Taken Aback

I was taken aback by this statement from Stephen Schwarzman in the opening of his Wall Street Journal op-ed:

After the financial crisis, a focus on safety and soundness was good medicine for the financial system. New bank liquidity and capital policies, among other initiatives, strengthened a debilitated patient. The banking system is now stronger, with more liquid assets and better underwriting standards.

Despite good intentions, however, politicians and regulators constructed an expansive and untested regulatory framework that will have unintended consequences for liquidity in our financial system. Taken together, these regulatory changes may well fuel the next financial crisis as well as slow U.S. economic growth.

The problem with U. S. banks was never one of liquidity but of solvency and that’s the big question now. Are the big banks solvent? Or do they still hold a lot of worthless paper which, if they were compelled to get rid of, would reveal just how insolvent they are? If they are solvent, Fed policy is even harder to understand than it is.

The balance of the op-ed is an attack on Dodd-Frank and bank regulation more generally. I’d have a lot more sympathy with that point of view if the big banks didn’t have a certainty founded on experience that there isn’t much they could do that they won’t be indemnified against.

2 comments… add one
  • TastyBits Link

    My fellow Zero Hedgers and I know he is full of crap and why. For information only, use as you see fit: No Steve Schwarzman, That’s Not How “The Next Financial Crisis Will Happen”

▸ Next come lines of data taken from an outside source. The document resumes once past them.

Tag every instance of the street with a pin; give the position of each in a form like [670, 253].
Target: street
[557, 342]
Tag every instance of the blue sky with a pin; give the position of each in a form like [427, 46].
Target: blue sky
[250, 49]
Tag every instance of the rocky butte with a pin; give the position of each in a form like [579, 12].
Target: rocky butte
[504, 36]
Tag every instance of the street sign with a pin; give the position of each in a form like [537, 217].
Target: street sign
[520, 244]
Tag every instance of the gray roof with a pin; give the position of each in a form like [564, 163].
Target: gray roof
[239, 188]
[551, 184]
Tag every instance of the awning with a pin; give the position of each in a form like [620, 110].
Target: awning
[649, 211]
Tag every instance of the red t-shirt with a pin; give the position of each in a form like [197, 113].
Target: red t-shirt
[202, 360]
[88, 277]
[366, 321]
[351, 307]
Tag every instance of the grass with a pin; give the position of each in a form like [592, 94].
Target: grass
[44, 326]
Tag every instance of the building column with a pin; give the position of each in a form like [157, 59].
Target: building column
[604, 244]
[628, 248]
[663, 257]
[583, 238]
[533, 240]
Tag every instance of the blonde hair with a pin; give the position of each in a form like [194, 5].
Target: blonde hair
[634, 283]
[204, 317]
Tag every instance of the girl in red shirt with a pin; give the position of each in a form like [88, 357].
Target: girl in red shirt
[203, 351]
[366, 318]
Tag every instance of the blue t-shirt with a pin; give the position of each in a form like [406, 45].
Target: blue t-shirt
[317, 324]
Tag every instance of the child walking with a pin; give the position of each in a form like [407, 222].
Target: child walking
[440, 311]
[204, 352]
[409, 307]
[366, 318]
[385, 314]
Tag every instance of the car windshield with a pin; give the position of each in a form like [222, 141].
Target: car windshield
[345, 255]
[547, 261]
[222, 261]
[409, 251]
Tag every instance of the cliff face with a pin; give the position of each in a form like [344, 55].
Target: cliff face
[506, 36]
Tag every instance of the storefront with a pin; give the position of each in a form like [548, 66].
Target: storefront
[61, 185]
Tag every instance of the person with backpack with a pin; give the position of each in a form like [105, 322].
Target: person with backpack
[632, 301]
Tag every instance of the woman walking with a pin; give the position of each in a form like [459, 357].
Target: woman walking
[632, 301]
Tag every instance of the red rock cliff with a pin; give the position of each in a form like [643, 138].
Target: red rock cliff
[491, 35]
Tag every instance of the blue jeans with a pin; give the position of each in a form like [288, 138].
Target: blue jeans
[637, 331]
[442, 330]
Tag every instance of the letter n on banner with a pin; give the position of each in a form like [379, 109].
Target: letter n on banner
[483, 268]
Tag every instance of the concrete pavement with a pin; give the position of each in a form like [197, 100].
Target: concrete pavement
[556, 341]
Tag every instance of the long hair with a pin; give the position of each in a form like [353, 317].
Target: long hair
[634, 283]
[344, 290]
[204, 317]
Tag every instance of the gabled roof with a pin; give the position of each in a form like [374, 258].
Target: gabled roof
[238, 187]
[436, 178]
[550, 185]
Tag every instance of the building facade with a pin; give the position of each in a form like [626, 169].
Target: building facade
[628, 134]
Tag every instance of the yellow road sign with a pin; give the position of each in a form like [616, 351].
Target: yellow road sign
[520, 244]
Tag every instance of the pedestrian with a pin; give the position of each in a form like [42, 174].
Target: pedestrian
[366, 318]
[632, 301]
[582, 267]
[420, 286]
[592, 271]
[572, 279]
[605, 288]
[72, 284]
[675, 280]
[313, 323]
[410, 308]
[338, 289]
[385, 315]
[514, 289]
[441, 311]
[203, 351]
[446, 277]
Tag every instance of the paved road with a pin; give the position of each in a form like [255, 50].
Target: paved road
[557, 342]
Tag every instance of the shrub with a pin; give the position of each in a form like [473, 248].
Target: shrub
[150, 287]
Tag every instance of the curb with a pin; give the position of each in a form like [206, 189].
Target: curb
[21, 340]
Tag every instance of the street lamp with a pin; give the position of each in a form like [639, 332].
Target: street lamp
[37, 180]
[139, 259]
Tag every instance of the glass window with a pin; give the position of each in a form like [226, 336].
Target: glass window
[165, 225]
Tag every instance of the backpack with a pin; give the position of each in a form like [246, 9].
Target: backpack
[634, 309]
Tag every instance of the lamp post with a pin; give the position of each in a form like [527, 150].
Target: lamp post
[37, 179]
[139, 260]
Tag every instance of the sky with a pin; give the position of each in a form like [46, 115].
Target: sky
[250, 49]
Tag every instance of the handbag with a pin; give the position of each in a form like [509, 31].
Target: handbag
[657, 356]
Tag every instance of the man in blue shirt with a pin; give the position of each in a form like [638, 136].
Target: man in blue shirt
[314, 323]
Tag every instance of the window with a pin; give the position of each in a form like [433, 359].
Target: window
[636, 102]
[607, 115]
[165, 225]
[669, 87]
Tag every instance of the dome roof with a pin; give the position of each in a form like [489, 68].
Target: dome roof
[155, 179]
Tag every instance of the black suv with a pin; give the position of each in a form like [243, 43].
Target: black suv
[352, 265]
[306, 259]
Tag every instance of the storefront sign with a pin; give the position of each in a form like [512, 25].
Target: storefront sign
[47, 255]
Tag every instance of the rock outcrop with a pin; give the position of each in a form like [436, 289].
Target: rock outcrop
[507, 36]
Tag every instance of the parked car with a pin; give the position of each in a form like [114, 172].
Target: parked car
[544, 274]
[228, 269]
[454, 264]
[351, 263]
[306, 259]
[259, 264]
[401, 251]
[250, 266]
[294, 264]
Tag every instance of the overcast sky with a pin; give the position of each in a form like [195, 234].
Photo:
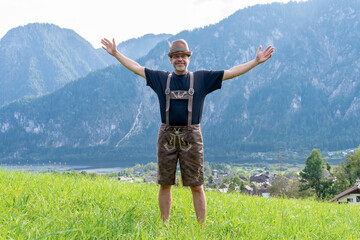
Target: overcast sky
[120, 19]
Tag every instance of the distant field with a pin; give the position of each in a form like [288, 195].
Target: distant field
[70, 206]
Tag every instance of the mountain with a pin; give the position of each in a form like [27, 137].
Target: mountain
[306, 96]
[40, 58]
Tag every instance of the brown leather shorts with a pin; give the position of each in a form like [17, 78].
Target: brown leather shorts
[186, 145]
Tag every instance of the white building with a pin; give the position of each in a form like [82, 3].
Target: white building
[352, 195]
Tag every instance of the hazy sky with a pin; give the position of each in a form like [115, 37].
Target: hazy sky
[121, 19]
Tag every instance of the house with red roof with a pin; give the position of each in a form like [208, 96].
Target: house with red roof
[352, 195]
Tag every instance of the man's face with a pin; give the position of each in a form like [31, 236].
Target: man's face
[180, 63]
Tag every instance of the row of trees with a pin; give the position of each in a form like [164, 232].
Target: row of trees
[319, 178]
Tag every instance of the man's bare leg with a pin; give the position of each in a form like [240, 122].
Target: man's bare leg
[199, 202]
[165, 202]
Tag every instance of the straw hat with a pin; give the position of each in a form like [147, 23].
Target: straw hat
[179, 47]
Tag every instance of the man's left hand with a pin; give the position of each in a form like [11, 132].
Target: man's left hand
[263, 56]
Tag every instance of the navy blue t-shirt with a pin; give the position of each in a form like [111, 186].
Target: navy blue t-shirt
[205, 82]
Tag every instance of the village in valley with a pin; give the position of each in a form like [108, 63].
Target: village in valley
[280, 179]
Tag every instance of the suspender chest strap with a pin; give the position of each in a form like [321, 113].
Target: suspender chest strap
[180, 95]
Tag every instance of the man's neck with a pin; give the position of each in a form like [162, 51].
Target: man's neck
[181, 73]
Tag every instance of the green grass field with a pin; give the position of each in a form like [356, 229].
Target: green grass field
[64, 206]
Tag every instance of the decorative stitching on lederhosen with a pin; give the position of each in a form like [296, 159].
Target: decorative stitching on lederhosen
[177, 135]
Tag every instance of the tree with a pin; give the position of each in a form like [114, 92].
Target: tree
[347, 172]
[312, 176]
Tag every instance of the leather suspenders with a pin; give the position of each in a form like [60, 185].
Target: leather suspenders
[180, 95]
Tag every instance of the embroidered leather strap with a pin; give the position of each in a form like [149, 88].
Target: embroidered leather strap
[191, 96]
[181, 95]
[167, 93]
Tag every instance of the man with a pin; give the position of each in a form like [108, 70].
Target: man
[181, 96]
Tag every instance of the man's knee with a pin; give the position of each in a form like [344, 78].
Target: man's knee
[165, 188]
[197, 189]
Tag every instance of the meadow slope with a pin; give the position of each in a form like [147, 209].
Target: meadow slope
[75, 206]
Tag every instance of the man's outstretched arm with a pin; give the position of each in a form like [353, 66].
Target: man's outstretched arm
[133, 66]
[261, 56]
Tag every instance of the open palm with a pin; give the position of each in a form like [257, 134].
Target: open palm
[262, 56]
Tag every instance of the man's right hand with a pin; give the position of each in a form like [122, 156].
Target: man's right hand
[110, 47]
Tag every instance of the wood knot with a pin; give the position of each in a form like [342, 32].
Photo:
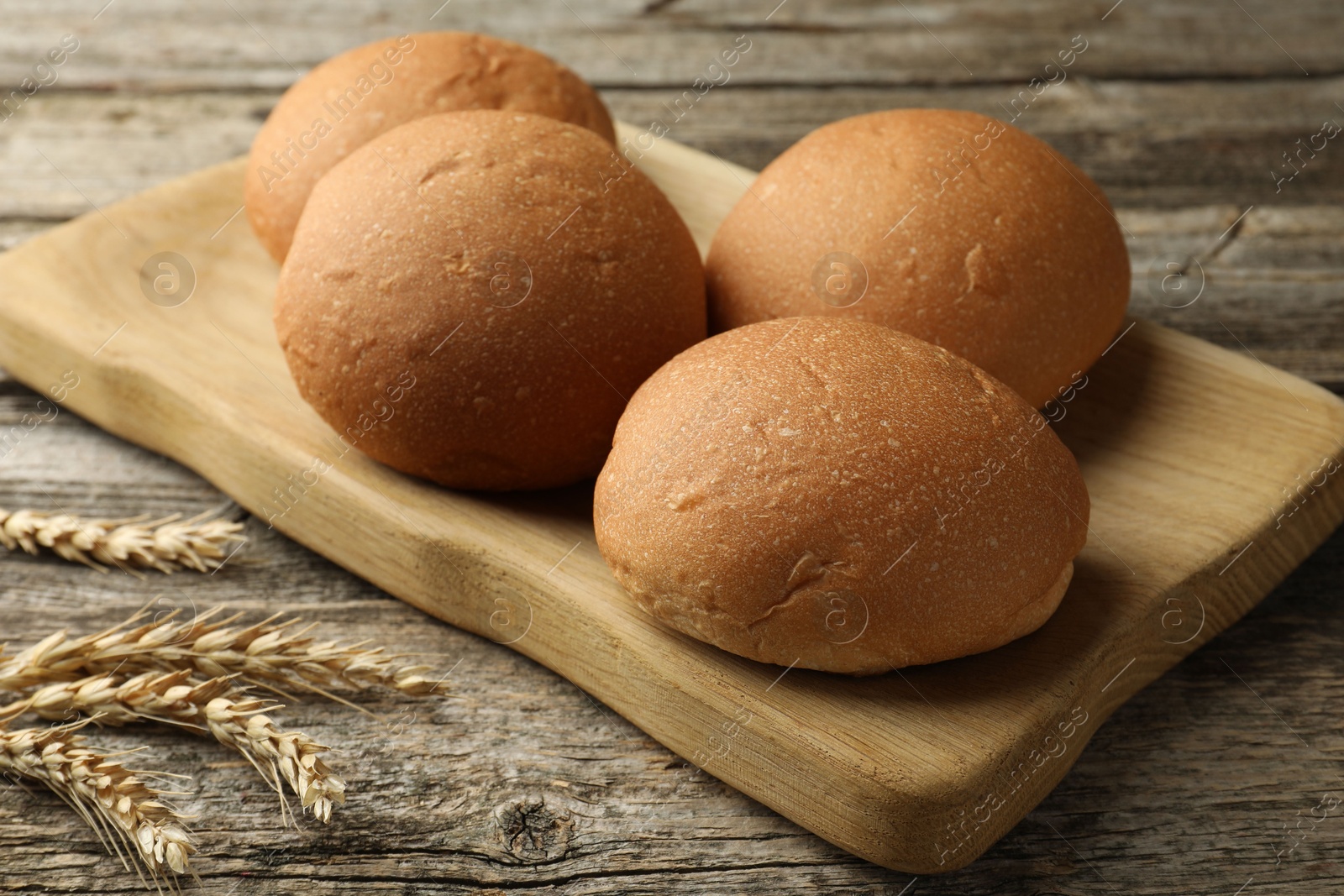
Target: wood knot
[531, 833]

    We learn that Mr. Schwarzman is irritated that he cannot get the same leverage multiples as he could back in the good old days. Simply, Mr.Schwarzman is a hustler, and he is trying to scam his way back to the big paydays.

    I assume that one of my fellow Zero Hedgers was too busy to provide this link. Ya gotta love those RSS feeds.

  • Guarneri Link

    Regulation existed before and after the financial crisis, and the new regulation seems off point and ham fisted.

    Enforcement, and more specifically the political will to enforce, seem more fruitful areas for criticism and focus.